3. What are some key measures that affected U.S. companies should take to prepare for the GDPR?
Once a company has determined whether it is in scope of the GDPR (and its extra-territorial effect is a significant change from the current EU data protection law regime), it needs to carry out an initial gap analysis. This will typically identify a range of measures that will need to be adopted to ensure compliance with core obligations under the GDPR, including:
For a company operating in the U.S. and any markets other than the EU, in addition to identifying what it needs to do in connection with the GDPR, it also needs to consider how to align these steps with compliance with its obligations under non-EU laws that are applicable to it.
4. What is the relationship between the GDPR and the EU/U.S. Privacy Shield?

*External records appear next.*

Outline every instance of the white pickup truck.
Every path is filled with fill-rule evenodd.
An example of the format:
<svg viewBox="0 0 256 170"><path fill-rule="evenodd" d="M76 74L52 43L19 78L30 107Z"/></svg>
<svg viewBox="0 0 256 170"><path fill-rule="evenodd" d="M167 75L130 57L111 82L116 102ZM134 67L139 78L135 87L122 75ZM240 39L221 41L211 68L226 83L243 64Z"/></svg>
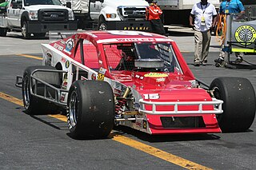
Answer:
<svg viewBox="0 0 256 170"><path fill-rule="evenodd" d="M0 10L0 36L9 30L22 31L24 38L45 36L49 30L75 30L72 10L59 0L9 0Z"/></svg>
<svg viewBox="0 0 256 170"><path fill-rule="evenodd" d="M61 0L71 8L78 28L150 30L145 0Z"/></svg>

The GDPR provides broadly the same rules regarding transfers of personal data from the EU to ‘third countries’ (such as the U.S.) as apply under the current data protection law regime. There is a grandfathering provision in the GDPR that will enable existing mechanisms for lawfully transferring personal data outside the EU (such as the EU/U.S. Privacy Shield for transfers to the U.S.) to continue to be relied upon, unless or until they are revoked or cease to apply. As a result, the EU/U.S. Privacy Shield will continue to be available once the GDPR becomes applicable on May 25th, 2018 (unless it is struck down in the meantime). However, the Privacy Shield is intended to ensure that personal data that is transferred to participating U.S. companies receives an adequate level of protection, which is essentially equivalent to that provided for by EU law. Since the level of protection provided for by EU law will change with effect from May 25th, there will be a new benchmark for the Privacy Shield to meet beginning on May 25th. The Article 29 Working Party (a body comprised of EU data protection authorities) has stated that the Privacy Shield decision should be reviewed shortly after May 25th to determine whether it achieves its intended purpose when considered in light of the GDPR. U.S. authorities will face challenges in being able to show the Privacy Shield ensures essential equivalency to the GDPR.
5. What impact could the new Schrems matter challenging the use of Standard Contractual Clauses for cross-border data transfers have on GDPR compliance?
This case will not have an immediate impact on GDPR compliance, since it is not likely to be resolved until some time after the GDPR will become applicable. Its potential impact will depend to a degree on the scope of the questions that are referred by the Irish High Court to the Court of Justice of the European Union. While the judgment of the Irish High Court delivered in October 2017 indicated that questions will be referred, they have not been settled yet (submissions on this topic are due to be heard on January 16, 2018). The validity of the current versions of the Standard Contract Clauses will certainly be queried. There might also be broader questions regarding transfers of personal data to the U.S. based on other mechanisms. Ultimately, this case might result in the Court of Justice of the European Union (CJEU) ruling that the current versions of the Standard Contractual Clauses are invalid, or more broadly that the concept of the Standard Contractual Clauses is fundamentally flawed in certain circumstances. It will need to be monitored closely. Until the CJEU delivers its ruling, the current Standard Contractual Clauses remain legally valid and may be relied upon to legitimize transfers of personal data out of the EU, both under the current data protection law regime and under the GDPR once it becomes applicable.